Thursday, Feb. 22, the College of William and Mary’s Muslim Student Association put on its annual Muslim Voices show in Lodge 1. The event was hosted by Fatima Chaudry ’19 and Zauhirah Tipu ’19 and featured short skits between student presentations.

The presentations varied from poetry to spoken-word storytelling and discussed dispelling stereotypes, embracing identity and personal dialogues of what it means to be a Muslim in America.

“Yeah, honestly this should be called Muslims complain,” Chaudry said, joking about the show to come.

MSA Religious Activities Chair Akbar Naqvi ’18 spoke first. Naqvi performed two poems written by Denzel Dykes ’18, the first of which questioned narratives on suppressed identity, with repeating lines of “Who told you?” The second poem questioned the apparent otherness of minorities in American society, specifically regarding immigrants and refugees.

“Why does alien suggest bad character?” Naqvi said.

Addressing the sexual taboo in society and within Islam, Yahia Yaziji ’18 mentioned his own mother’s continuous refusal to discuss sex with him, forcing him to learn about it on his own.

Yaziji ended by saying that talking about sex more would pave the way for healthier interactions between genders and allow for healthier relationships.

“That sounds good, right? So whatever it is, let’s talk about sex,” Yaziji said.

Ramsha Saad ’20, who spoke about sexism in society and specifically against Muslim women, concurred with fellow performers that, contrary to narratives shown in the American media, being both a Muslim and a woman can be empowering.

“There are far too many people who think that a Muslim woman is a victim, that she’s helpless,” Saad said.

“There are far too many people who think that a Muslim woman is a victim, that she’s helpless,” Saad said.

Other students countered generalizations of what it means to be Muslim in America. Mariha Junaid ’21 expanded upon the nuances of living in America as a Muslim woman, feeling that she is forced to represent a huge population of people.

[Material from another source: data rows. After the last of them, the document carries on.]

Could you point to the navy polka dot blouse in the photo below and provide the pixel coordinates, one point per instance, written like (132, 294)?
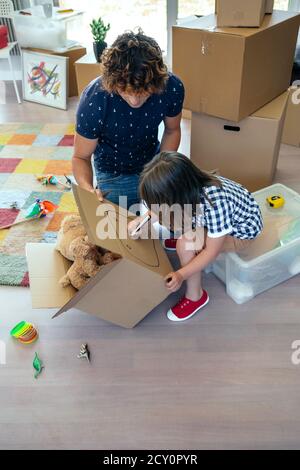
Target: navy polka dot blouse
(127, 137)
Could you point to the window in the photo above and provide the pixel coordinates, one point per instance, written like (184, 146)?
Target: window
(281, 4)
(150, 15)
(195, 7)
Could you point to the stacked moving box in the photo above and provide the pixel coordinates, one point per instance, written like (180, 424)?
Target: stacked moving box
(236, 81)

“I felt like I had the burden of an entire population of the world on my shoulders,” Junaid said.

Junaid, who said her first name means “the one that brings happiness” in Arabic and in Hebrew, said she felt pressure to always smile and be happy for everybody she interacted with.

Junaid said that in high school she came to the realization that she should not feel the pressure of being the ambassador for all Muslim women on her shoulder.

“You should not paint a picture of a thousand colors with one brush stroke,” Junaid said.

An anonymous letter to the author’s sister, read aloud by Zauhirah, recounted the author’s lengthy journey that led to their conversion to Islam, originally stemming from taking Arabic studies courses and an interest in Middle Eastern culture.

Naqvi, who recited an Urdu poem, kept the poem in the original language to preserve the beauty of the poem. After Naqvi, Junaid also returned to the stage, reading an anonymous speech about the author’s journey to becoming a Muslim.

Annika Hackfeld ’19 talked about her path toward Islam. Raised in a deeply Christian household, she said her journey was tumultuous and difficult.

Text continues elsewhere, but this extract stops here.